Fonte: Editora Intrínseca. 



Escrito por R.J. Palacio, “Extraordinário”, é um drama juvenil de fácil entendimento e envolvimento. O livro conta a história do August Pullman, um garoto de 10 anos que nasceu com uma síndrome genética, cuja sequela é uma severa deformidade em metade do seu rosto. Auggie, como é carinhosamente chamado por seus familiares, nunca frequentou uma escola de verdade, tendo assim, sua mãe como professora; porém, sua mãe acredita que o garoto precisa viver essa experiência, mesmo tendo em mente que isso possa ser bastante complicado e traumático para o tão amado filho.

Apesar do livro possuir um protagonista, o Auggie, e o mesmo narrar boa parte da história, contamos também com a narração de alguns familiares e amigos do garoto, o que torna o enredo muito mais dinâmico, envolvente, emocionante e em certos momentos divertido. Afinal, traz uma visão muito mais global e consequentemente ampla das situações que vão ocorrendo no decorrer da leitura.

Como dito no parágrafo anterior, “Extraordinário” é dividido por visões de personagens específicos, e nas primeiras páginas é o Auggie que mostra seu ponto de vista sobre as coisas que estão acontecendo. E, ele começa a expressar tudo o que sente, seja sobre sua adorável família, sua querida cadela chamada Daisy, seu amor por Star Wars e principalmente sobre sua aparência. É nesse ponto que começamos a perceber a carga emotiva que o livro possui, pois estamos falando de uma criança que lida constantemente com gritos de espantos de outras crianças ao se depararem com ele, ou pior, de adultos que desviam o olhar ou se afastam de sua presença. 

August também demonstra medo, ao tomar conhecimento das ideias de sua mãe, de colocá-lo em um colégio particular de Nova York. Enfim, apesar da pouca idade o garoto sabe o quanto as pessoas podem ser cruéis, e como será complicado fazer com que os futuros colegas o vejam como ele realmente é, além da aparência.

Mesmo diante do medo, Auggie concorda com seus pais e resolve ir conhecer o colégio. Chegando lá, ele é muito bem recebido pelo diretor e por algumas crianças que parecem ter sido chamadas ali, apenas para mostrar para ele todo o local. Desse ponto em diante, o Auggie vai aos poucos criando coragem para concordar com as investidas da mãe, o que demonstra sua maturidade para aceitar os dilemas que a vida o impõe.

As vivências do Auggie no colégio vão sendo narradas pelo mesmo. Em contrapartida, um novo olhar surge no decorrer das páginas, o da Olivia Pullman, ou apenas Via, como os familiares e amigos costumam chamá-la. Via é a única e mais velha irmã do Auggie. E por mais que a Via ame o irmão, ela possui alguns ressentimentos e até mesmo traumas ligados a forma como sua mãe sempre busca suprir primeiro as necessidades do garoto, ao invés das suas. Além de não aguentar mais ser vista como “a irmã da aberração”, “a irmã do garoto que nasceu com uma deformidade, tadinho” ou coisas do tipo. A visão da adolescente chega a ser compreensível em alguns momentos, e também tem que ser colocado em cheque que a mesma passa por uma fase complicada: a adolescência, e tudo o que mais deseja é ser compreendida, amada, entre outras coisas.

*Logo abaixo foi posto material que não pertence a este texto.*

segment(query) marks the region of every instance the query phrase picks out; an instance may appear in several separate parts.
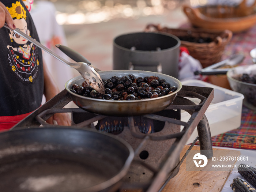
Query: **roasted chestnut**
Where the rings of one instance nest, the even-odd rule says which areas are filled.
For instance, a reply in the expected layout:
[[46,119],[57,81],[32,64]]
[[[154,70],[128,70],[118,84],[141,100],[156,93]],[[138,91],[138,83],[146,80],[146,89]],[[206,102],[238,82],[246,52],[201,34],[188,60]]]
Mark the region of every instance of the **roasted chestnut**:
[[102,94],[84,81],[81,86],[74,84],[70,90],[76,94],[99,99],[131,101],[156,98],[170,94],[177,88],[159,79],[156,76],[139,77],[132,75],[121,78],[114,76],[106,80],[102,79],[105,93]]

Com o passar das páginas outros personagens ganham destaque, como por exemplo, Summer uma das poucas pessoas do colégio que se aproximam sem medo do Auggie (e que explica o porquê resolveu se aproximar do mesmo), ou o Jack Will que aos poucos vai se tornando um dos melhores amigos do garoto. Mas apesar disso, existem outros colegas de classe que não parecem aceitar a presença do Auggie, trazendo à tona o problema da falta de empatia nas pessoas ao não saberem entender e aceitar o novo e diferente.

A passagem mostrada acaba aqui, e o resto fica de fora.